Texas State University, San Marcos. The Rising Star of Texas
blue sky

January 17 – February 16

Opening Reception: Monday, January 30 | 5 – 7 p.m.
Curator presentation: Monday, January 30 | 4:30 p.m.

scene of mountains and sky

Nico Colon, Sofia Cordova, Cruz Ortiz

An Adventure in the Sun…
Leslie Moody Castro, Guest Curator

In 2013 I wandered into the bookstore of the McNay Art Museum in San Antonio. From the corner of my eye a book caught my attention on the shelf in the children’s section. I walked over and realized that the book told the story of a family’s travel throughout the country of Mexico in the most abstract and broad example of storytelling I had ever seen.  As a reading audience we followed the implied protagonists as they traverse the homogenous geographies of Mexico that blended cultural regions, languages, and indigenous artifacts into one glossy, perfectly packaged book for children, and it fascinated me.

The illustrations were beautiful, the story was obviously meant to be culturally sensitive, but there were so many red flags that settled into my mind reading the book in the bookstore that day. The title itself: “Off we go to Mexico, An Adventure in the Sun…” provided an introduction that overlooked the extreme variety of climates in the country, while also making light of realities that people live every single day. Traveling to Mexico is not just an adventure, it is a location where real life happens.  Mexico is not just a state of sunshine and crystal clear beach water, it is a complex country with seven different climate regions, host to volcanos and fault lines, and is neither glossy nor homogenous.

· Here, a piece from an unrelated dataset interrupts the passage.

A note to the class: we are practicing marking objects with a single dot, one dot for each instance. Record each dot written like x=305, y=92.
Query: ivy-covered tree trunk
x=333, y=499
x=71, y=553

The book was clearly not meant to be a negative description or intentionally classify Mexico in such broad terms.  It was obvious that the writer and editor were not malicious in their attempt to depict Mexico in a responsible way, there was still something unsettling about the book that I could not let go of. This was a children’s book. It is used to educate, to generate interest among children, and to show that travel is an important part of living in a global world. The problem, however, is that Texas and Mexico share a border and are in such shockingly close proximity with one another then a children’s book like this one should not be such a homogeneous tale of a happy adventure in the sun. If this book can exist about two geographies that share such a similar culture, then I wondered how the stories of other geographies are also told.

This was my conundrum. While not malicious, it still wasn’t accurate. The illustrations were beautiful, but equally flat and anonymous. The story was meant to educate and broaden perspectives, but it was still superficial and colonial, and it was meant to educate children.  I purchased the book immediately, and have held onto it, and revisited it a number of times since its purchase in 2013.

Inspired by this chance encounter with the children’s picture book, guest curator Leslie Moody Castro brings together an exhibition exploring how identity is created, diffused, and taught, not only in the context of Mexico, but in general. Artists Nico Colon, Sofia Cordova, and Cruz Ortiz collaborate with Castro to reimagine and articulate responses to a topic that defines our socio-political atmosphere. The artistic response to a charming yet simplistic depiction of Mexico meant for children creates an opportunity to explore and problematize, within the system of education, taxonomies and general characterizations of culture. This is the second exhibition guest curated by Leslie Moody Castro for the University Galleries exploring and responding to issues of culture.

Nico Colon, based in Los Angeles, California, and Mexico City, produces paintings informed by the history and imagery of the conquest of Mexico and the United States. Sofia Cordova, born in Puerto Rico and living in Oakland, California, uses the vernacular of digital media to create speculative future-histories of human existence and interaction. Cruz Ortiz lives and works in San Antonio, Texas, uses print, performance, and film to address issues related to his experiences growing up in the bicultural landscape of South Texas. Leslie Moody Castro is an independent curator and writer living and working in both Mexico and Texas. She has organized and collaborated on numerous exhibitions and recently co-founded Unlisted Projects, an artist residency program in Austin, Texas. Moody Castro was recently awarded a grant through the National Endowment for the Arts for her collaborative project Placeholder, at the Visual Arts Center at The University of Texas at Austin; and has also been selected as Curator and Artistic Director for the Texas Biennial, slated for the fall of 2017. She is a regular contributor to Artforum, Flash Art International, Frieze Magazine, ArtNews, and Artcritical. Moody Castro earned her Master’s degree at the University of Texas at Austin in Museum Education with a portfolio supplement in Museum Studies in 2010, and her Bachelor’s degree in Art History at DePaul University in Chicago in 2004.